Finally he found a doctor emerging from the last door. “I’m Garrett Keating. I was told my sister, Caroline Keating-Spence-”

“Yes, Mr. Keating. She was here until late this afternoon. We just moved her a couple hours ago to a private room.”

“So she’s better.” For that instant, it was all he wanted to hear.

“You’ll need to speak with her doctor, but the nurse will tell you her room-”

More rigmarole. More running. He took the stairs rather than waiting for the elevator-he’d never been good at waiting, and there wasn’t a chance he could pretend to be patient tonight. Room 201. That’s where they told him to go. A private room with a twenty-four-hour monitor. Garrett suspected the monitor meant that either his sister wasn’t out of the woods yet or that they feared she’d try suicide again.

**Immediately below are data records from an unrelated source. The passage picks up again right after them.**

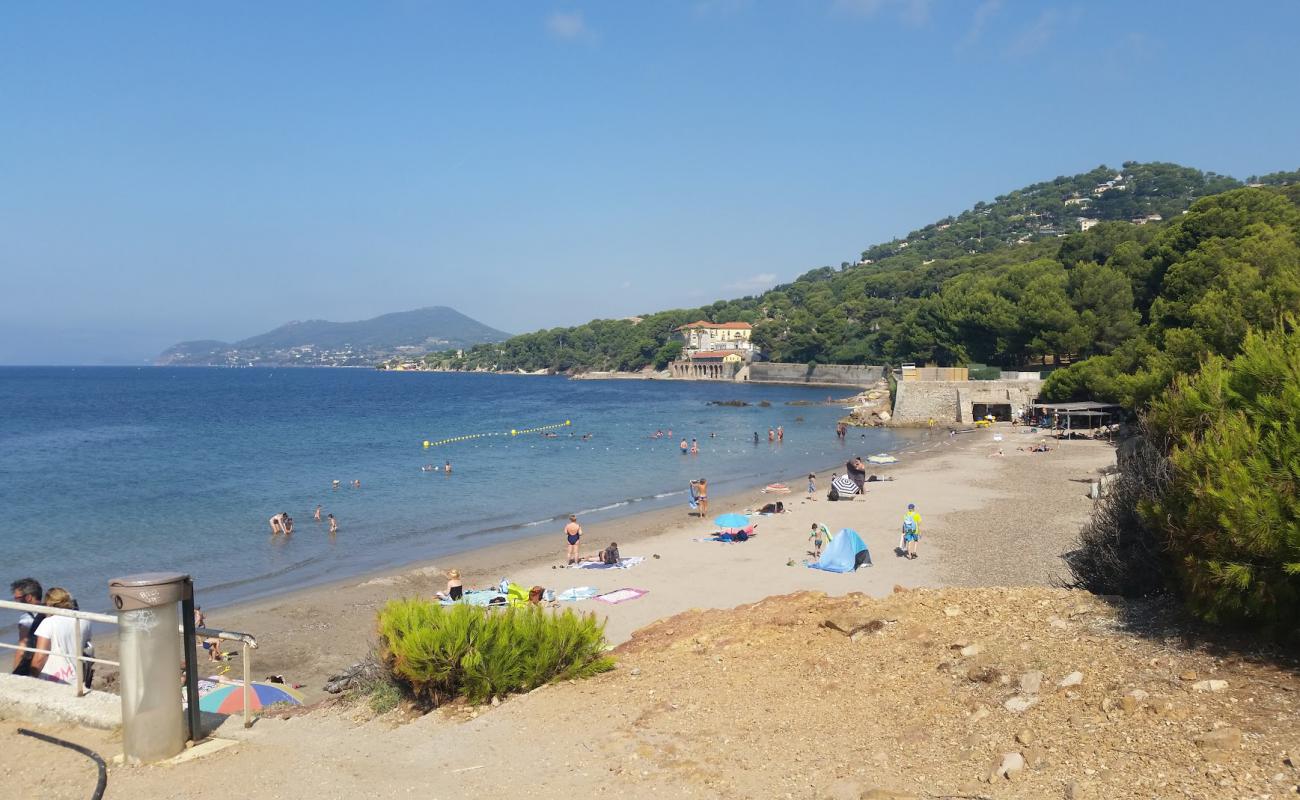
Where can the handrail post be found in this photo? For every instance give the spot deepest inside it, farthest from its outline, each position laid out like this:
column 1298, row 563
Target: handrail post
column 247, row 691
column 78, row 662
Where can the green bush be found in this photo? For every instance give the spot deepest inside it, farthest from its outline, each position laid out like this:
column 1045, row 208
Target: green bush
column 443, row 652
column 1231, row 509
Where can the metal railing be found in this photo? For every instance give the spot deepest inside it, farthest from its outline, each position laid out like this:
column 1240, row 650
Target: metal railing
column 78, row 617
column 246, row 643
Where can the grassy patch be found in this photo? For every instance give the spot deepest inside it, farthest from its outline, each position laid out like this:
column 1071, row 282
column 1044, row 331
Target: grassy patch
column 438, row 653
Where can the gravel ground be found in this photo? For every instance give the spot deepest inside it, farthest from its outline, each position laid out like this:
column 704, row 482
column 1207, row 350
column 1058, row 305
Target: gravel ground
column 1043, row 501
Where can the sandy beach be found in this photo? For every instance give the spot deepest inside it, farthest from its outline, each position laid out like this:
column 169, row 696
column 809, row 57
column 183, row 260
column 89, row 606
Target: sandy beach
column 987, row 520
column 737, row 677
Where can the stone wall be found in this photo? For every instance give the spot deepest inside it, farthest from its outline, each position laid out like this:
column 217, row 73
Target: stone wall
column 696, row 371
column 830, row 375
column 949, row 402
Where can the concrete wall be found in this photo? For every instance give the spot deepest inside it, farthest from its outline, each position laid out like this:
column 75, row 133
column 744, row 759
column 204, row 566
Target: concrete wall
column 830, row 375
column 949, row 402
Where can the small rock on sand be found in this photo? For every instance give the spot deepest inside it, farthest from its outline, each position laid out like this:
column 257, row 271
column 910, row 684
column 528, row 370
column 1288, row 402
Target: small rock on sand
column 1031, row 682
column 1220, row 739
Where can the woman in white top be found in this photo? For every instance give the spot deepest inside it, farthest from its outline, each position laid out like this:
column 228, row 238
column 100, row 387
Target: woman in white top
column 59, row 636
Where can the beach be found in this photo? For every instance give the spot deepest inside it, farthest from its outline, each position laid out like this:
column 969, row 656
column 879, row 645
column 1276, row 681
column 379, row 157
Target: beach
column 962, row 674
column 987, row 520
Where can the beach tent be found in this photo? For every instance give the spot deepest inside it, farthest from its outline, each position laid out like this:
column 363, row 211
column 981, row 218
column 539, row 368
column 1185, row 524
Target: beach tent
column 845, row 485
column 845, row 553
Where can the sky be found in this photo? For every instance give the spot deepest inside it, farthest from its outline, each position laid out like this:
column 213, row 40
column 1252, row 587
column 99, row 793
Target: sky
column 178, row 171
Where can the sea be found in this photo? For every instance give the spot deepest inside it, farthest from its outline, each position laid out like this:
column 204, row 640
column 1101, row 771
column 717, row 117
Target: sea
column 111, row 471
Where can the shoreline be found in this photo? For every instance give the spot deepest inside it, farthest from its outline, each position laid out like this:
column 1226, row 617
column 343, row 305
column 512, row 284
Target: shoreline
column 529, row 561
column 312, row 632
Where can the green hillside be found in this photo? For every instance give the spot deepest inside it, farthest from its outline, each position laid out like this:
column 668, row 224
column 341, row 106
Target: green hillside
column 1009, row 282
column 320, row 342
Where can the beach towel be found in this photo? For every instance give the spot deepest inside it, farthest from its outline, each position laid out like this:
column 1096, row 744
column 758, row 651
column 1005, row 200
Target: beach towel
column 620, row 596
column 624, row 563
column 577, row 593
column 475, row 597
column 728, row 536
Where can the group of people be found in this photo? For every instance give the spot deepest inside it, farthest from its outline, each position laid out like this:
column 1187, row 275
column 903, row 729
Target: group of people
column 282, row 524
column 50, row 641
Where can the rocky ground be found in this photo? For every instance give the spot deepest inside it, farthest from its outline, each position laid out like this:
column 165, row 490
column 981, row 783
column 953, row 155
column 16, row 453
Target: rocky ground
column 1000, row 693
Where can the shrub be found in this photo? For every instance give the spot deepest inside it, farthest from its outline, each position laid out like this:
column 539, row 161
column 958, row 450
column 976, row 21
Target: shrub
column 1119, row 552
column 1230, row 513
column 443, row 652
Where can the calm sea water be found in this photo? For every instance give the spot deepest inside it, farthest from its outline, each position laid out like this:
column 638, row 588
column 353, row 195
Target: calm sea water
column 112, row 471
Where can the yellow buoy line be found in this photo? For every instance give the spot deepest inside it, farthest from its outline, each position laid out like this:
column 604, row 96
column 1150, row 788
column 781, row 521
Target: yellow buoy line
column 511, row 432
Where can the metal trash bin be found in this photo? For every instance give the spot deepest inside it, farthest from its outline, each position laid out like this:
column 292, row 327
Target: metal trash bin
column 148, row 625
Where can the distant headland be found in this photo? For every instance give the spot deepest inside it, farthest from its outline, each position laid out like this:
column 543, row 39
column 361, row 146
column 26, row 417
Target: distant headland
column 324, row 344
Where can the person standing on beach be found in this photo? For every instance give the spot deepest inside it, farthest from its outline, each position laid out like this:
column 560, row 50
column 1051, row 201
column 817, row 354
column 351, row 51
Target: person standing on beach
column 26, row 591
column 572, row 535
column 910, row 531
column 818, row 535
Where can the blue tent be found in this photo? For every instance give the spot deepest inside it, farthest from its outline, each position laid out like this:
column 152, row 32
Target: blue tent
column 845, row 553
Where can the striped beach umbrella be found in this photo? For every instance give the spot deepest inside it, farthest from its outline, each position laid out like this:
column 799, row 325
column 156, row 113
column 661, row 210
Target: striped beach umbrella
column 228, row 697
column 844, row 485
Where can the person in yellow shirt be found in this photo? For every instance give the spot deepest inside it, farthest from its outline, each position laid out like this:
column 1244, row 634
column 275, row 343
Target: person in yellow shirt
column 910, row 531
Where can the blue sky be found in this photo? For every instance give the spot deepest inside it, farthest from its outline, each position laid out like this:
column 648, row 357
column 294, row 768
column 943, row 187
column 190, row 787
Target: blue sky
column 212, row 171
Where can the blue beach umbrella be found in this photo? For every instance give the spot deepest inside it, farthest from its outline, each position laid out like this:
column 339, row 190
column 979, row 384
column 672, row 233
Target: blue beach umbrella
column 732, row 520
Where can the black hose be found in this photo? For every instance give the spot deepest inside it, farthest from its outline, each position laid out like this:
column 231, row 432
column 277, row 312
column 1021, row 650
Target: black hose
column 85, row 751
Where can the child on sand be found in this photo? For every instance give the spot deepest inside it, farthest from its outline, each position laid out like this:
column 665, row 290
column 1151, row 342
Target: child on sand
column 572, row 535
column 910, row 531
column 818, row 535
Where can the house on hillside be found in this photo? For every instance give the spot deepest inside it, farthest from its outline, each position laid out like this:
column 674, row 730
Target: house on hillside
column 714, row 350
column 703, row 336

Even the nurse hadn’t specifically used the word suicide, but Garrett immediately knew what she hadn’t said-because he knew his sister. This last year, once she’d mended the breach with her husband, Caroline had seemed solid and happy, not as fragile as she’d been for so long. Yet Garrett knew her. How the baggage of their childhood had affected her. How deeply she felt things. How fiercely she hid those feelings.

Some people would never buy the farm, but Caroline was always someone who couldn’t quite close the gate to depression.

He scraped a hand through his hair and suddenly halted outside 201. He felt as if he’d been running hell-bent for leather for hours, which was fine but not how he wanted his sister to see him. He forced himself to stand still for a few minutes, pull it all together, concentrate on pulling off an image of calm strength.